La sutileza de los constructores de este imperio moderno deja en evidencia a los centuriones romanos, los conquistadores españoles y las potencias coloniales europeas de los siglos XVIII Y XIX. Nosotros los EHM somos hábiles. Hemos aprendido las enseñanzas de la historia. No llevamos espada al cinto. No usamos armaduras ni uniformes que nos diferencien de los demás. En países como Ecuador, Nigeria e Indonesia vamos vestidos como los maestros de escuela o los tenderos locales. En Washington y París adoptamos el aspecto de los burócratas públicos y los banqueros. Parecemos gente modesta, normal.

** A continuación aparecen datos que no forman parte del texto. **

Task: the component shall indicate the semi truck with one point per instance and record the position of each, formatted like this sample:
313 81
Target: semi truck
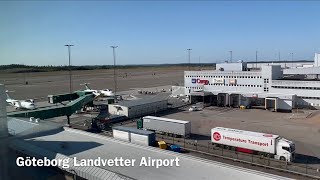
265 144
170 127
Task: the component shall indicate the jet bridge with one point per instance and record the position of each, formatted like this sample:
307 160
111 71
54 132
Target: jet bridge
81 99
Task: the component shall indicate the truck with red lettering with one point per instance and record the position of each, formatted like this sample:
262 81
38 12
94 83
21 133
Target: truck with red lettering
265 144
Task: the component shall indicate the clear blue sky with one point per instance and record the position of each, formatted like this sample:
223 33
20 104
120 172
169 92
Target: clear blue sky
34 32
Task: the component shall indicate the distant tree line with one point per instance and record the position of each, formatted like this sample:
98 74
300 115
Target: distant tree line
20 68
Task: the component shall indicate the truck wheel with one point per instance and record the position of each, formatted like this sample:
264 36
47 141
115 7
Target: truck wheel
267 155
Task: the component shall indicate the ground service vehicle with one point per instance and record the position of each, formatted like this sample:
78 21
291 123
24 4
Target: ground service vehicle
268 145
171 127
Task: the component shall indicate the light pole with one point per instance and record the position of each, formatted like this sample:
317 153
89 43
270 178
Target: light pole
189 59
114 72
70 79
291 60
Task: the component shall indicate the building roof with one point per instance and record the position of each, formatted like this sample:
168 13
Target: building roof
138 102
84 145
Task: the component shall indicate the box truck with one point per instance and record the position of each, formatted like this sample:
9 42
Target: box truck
265 144
171 127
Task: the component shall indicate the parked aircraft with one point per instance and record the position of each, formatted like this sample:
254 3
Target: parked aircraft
104 92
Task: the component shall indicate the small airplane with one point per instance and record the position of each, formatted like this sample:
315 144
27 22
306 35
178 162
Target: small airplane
104 92
21 104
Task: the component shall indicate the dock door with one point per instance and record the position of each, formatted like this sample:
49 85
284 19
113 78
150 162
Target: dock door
271 103
234 100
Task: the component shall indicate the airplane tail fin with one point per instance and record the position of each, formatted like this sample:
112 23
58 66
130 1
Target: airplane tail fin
87 87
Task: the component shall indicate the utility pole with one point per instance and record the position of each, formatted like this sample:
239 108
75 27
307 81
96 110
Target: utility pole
291 60
256 59
114 72
70 75
189 59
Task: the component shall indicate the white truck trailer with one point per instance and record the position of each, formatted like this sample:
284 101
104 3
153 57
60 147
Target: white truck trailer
254 142
169 126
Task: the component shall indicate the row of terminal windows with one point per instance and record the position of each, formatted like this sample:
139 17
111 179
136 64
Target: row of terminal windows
291 87
256 77
308 97
242 85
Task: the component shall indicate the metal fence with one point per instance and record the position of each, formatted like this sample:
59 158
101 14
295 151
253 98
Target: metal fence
304 169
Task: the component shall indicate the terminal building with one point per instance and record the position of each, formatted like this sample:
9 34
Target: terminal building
270 87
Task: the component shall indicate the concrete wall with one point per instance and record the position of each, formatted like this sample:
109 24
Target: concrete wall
4 135
288 64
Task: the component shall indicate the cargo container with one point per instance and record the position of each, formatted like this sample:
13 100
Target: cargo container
168 126
175 148
253 142
162 145
137 136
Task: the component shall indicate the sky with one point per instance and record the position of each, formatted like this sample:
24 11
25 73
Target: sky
156 32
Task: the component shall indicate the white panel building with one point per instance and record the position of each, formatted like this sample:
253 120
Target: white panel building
266 87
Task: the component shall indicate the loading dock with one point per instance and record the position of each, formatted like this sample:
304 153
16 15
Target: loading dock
223 99
234 100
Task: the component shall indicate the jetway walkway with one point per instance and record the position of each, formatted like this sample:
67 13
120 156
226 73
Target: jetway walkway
59 110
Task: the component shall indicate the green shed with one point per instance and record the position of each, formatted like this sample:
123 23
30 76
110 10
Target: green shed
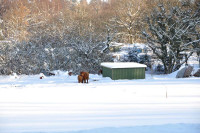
123 70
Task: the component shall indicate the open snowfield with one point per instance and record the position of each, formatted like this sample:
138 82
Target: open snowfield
58 104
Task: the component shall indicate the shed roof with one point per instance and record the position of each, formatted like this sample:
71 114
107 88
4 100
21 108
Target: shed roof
122 65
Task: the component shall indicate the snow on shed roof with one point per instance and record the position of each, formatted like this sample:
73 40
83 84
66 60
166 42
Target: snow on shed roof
122 65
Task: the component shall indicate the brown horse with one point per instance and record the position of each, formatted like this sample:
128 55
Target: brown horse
80 79
85 76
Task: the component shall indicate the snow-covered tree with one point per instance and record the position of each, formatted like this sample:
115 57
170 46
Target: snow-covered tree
172 32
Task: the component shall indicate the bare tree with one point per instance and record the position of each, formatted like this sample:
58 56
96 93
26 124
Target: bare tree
172 33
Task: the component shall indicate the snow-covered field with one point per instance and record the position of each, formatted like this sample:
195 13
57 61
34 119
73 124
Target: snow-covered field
58 104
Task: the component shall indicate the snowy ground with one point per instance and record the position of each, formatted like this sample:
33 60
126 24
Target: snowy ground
59 104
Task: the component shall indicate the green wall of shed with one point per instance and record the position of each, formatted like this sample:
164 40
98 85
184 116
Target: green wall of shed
124 73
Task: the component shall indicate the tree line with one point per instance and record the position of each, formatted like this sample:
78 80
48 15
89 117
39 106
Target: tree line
75 35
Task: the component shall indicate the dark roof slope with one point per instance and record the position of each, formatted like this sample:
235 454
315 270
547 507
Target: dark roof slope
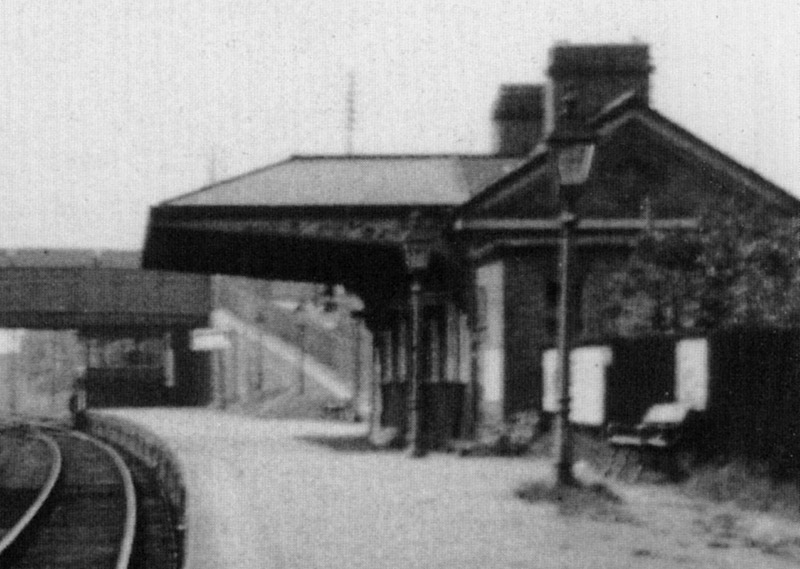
531 178
379 180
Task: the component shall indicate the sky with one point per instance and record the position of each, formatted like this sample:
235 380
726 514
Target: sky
108 107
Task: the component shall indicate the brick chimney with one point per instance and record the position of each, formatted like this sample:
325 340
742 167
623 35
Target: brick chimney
592 76
518 118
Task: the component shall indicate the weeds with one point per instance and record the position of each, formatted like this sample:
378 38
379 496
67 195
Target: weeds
593 501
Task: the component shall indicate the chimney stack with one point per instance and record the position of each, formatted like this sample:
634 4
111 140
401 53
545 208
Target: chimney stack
592 76
518 118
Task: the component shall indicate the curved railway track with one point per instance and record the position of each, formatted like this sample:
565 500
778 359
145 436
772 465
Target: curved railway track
86 519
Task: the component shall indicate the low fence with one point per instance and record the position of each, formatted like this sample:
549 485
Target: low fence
155 455
336 348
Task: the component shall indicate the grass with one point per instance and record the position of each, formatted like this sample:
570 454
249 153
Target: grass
747 486
594 501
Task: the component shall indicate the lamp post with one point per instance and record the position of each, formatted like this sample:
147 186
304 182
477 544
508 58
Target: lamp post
573 154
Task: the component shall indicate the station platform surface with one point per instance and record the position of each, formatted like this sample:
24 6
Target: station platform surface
303 494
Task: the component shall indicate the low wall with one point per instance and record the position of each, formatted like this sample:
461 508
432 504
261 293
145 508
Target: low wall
155 455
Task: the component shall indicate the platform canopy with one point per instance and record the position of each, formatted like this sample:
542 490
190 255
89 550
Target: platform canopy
355 220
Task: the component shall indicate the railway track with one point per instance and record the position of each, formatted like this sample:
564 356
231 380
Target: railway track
86 519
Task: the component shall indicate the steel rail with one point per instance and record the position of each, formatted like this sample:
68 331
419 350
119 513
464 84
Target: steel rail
129 531
42 496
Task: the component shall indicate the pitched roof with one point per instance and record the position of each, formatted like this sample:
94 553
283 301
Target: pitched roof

Inspeccionamos las obras de ingeniería y visitamos las aldeas depauperadas. Profesamos el altruismo y hacemos declaraciones a los periódicos locales sobre los maravillosos proyectos humanitarios a que nos dedicamos. Desplegamos sobre las mesas de reunión de las comisiones gubernamentales nuestras previsiones contables y financieras y damos lecciones en la Harvard Business School sobre los milagros macroeconómicos. Somos personajes públicos, sin nada que ocultar. O por lo menos nos presentamos como tales y como tales se nos acepta. Así funciona el sistema. Pocas veces hacemos nada ilegal, porque el sistema mismo está edificado sobre el subterfugio. El sistema es legítimo por definición. 


No obstante (y ésa es una salvedad esencial), cuando nosotros fracasamos interviene otra especie mucho más siniestra, la que nosotros, los gángsteres económicos, denominamos chacales. Esos sí son émulos más directos de aquellos imperios históricos que he mencionado. Los chacales siempre están ahí, agazapados entre las sombras. Cuando ellos actúan, los jefes de Estado caen, o tal vez mueren en «accidentes» violentos.10 Y si resulta que también fallan los chacales, como fallaron en Afganistán e Iraq, entonces resurgen los antiguos modelos. Cuando los chacales fracasan, se envía a la juventud estadounidense a matar y morir.

Mientras dejaba atrás el monstruo, la pared mastodóntica de hormigón gris que encarcela el río, noté de nuevo el sudor que empapaba mis ropas y la angustia que me atenazaba el estómago. Me dirigía hacia la selva para reunirme con los pueblos indígenas decididos a luchar hasta el último hombre para frenar a ese imperio que yo había contribuido a crear, y me invadían los remordimientos.

¿Cómo era posible que se hubiese metido en tan sucios asuntos un chico de
pueblo, un muchacho provinciano de New Hampshire? me preguntaba.